FIG. 29 is an explanatory diagram showing a state in which a guide pin 61b comes into contact with a flat surface 22b.

FIG. 30 is an explanatory diagram showing a state where the guide pin 61b is slightly separated from the flat surface 22b due to impact per surface.

FIG. 31 is an explanatory diagram illustrating that the guide member 20 on the flat surface 22a side does not interfere with the guide pin 61a even when the output shaft is raised.

FIG. 32 is a cross-sectional perspective view showing that a guide pin is formed with a gap on the inner peripheral surface of the support cylinder.

FIG. 33 is a developed view showing a state where the inner peripheral surface of the support cylinder is developed in a planar shape.

FIG. 34 is a sectional view of an electric actuator as another example of the fourth embodiment.

FIG. 35 is a partially exploded perspective view showing a configuration in which projection or immersion of the output shaft is regulated.

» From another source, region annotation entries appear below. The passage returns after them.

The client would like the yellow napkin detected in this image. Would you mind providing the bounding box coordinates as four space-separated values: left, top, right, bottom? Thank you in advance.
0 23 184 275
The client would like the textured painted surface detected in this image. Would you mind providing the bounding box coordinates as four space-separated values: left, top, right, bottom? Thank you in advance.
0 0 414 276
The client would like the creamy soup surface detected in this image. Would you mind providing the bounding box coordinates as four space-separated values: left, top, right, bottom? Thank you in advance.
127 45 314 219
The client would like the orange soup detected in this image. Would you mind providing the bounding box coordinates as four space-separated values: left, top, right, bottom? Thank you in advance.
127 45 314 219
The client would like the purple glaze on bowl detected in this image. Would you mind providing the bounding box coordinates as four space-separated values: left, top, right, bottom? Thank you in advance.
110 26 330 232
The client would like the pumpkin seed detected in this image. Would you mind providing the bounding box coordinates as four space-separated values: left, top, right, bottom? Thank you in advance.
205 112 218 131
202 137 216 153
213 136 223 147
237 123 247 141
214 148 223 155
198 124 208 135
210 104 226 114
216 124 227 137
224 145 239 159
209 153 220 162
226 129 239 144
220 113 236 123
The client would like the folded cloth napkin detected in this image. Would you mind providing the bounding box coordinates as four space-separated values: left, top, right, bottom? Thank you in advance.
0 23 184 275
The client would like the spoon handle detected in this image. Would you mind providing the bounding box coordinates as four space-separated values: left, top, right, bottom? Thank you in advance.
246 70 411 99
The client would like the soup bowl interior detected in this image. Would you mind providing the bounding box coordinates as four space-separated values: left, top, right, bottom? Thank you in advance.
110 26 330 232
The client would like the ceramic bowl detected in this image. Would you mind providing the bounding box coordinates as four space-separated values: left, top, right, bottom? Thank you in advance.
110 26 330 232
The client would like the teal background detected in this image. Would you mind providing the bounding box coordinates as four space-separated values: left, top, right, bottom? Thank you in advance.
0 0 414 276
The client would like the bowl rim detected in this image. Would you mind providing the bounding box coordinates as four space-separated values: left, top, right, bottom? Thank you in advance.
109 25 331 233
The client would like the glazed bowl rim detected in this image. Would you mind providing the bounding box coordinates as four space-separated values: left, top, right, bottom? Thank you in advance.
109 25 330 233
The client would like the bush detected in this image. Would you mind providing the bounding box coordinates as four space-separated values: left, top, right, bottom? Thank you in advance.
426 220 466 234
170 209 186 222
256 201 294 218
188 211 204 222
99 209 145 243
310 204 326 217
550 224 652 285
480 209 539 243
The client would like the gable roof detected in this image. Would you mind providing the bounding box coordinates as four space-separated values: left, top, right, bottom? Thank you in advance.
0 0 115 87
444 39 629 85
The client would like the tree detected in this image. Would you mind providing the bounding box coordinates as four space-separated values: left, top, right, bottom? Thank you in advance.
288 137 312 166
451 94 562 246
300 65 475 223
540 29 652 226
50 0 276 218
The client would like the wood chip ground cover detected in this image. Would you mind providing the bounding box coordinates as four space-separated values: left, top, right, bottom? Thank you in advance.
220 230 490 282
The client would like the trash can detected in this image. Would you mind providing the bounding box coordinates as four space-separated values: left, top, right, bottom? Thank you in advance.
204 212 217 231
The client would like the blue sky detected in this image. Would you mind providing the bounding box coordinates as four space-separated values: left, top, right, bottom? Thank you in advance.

FIG. 36 is an explanatory view showing a state where the output shaft is slightly pushed upward by a guide pin.

FIG. 37 is an explanatory diagram showing a state where the output shaft protrudes from the main body case.

FIG. 38 is an explanatory diagram showing a state where the output shaft is slightly pushed down by the guide pin.

FIG. 39 is a side view showing the configuration of a rotating gear and a rotating shaft.

FIG. 40 is a schematic configuration diagram showing an electric actuator and a lock locking device provided on a door.

FIG. 41 is an electric circuit diagram for operating the lock locking device.

[Explanation of symbols]

Reference numeral 5: drive motor, 9: output shaft, 15: guide pin as a first guide member, 16: guide pin as a second guide member, 19: rotary gear as a rotary member, 20
... guide members as guide members, 21a, 21b ... guide surfaces, 23a ... immersion position regulating portions as immersion regulating positions, 2
3b: projecting position restricting portion as a projecting restricting position, 25a,
25b: regulating surface as first and second regulating portions, 32 ...
Rotating shaft, 43: support member, 45: guide pin as a first movement guide member, 46: guide pin as a second movement guide member, 51: a stroke adjusting portion constituting a regulating means,
53a: immersion position restricting portion constituting restricting means, 53b ...
Protruding position restricting part constituting restricting means, 57: Stroke restricting piece constituting restricting means, 60a, 60b: Supporting cylinder part as supporting member, 61a, 61b ... Guide pin as first and second moving guide members , 70 ... rotating shaft.

Claims (1)

(57) [Claims] 1. A a rotary member for forward and reverse rotation by a drive motor, wherein the inserted through a cylindrical supporting member to the rotational center of the rotating member, first and second, which are provided on the inner peripheral surface of the support member
A moving guide member, an output shaft projecting or retracting from the case body while being inserted through the support member, and a guide surface provided on the output shaft for guiding the first or second moving guide member. A guide member having a spiral shape, the guide member having both ends separated in the circumferential direction of the output shaft, and a first movement guide member abutting on one end of the guide member to regulate the rotational movement thereof. A second regulating portion for regulating the rotational movement of the guide member by contacting a second moving guide member at the other end of the guide member. Is provided with a restricting means for restricting the protrusion or immersion of the output shaft, and when the output shaft is moved in and out in a state where the first moving guide member is in contact with the first restricting portion, the second moving guide member is Without interfering with the second regulator,
When the output shaft is moved in and out in a state where the second movement guide member is in contact with the second regulating portion, the first movement guide member is moved to the first position.
An electric actuator, wherein the first and second moving guide members are provided at positions displaced in the direction of the inner peripheral surface of the support member so as not to interfere with the restricting portion.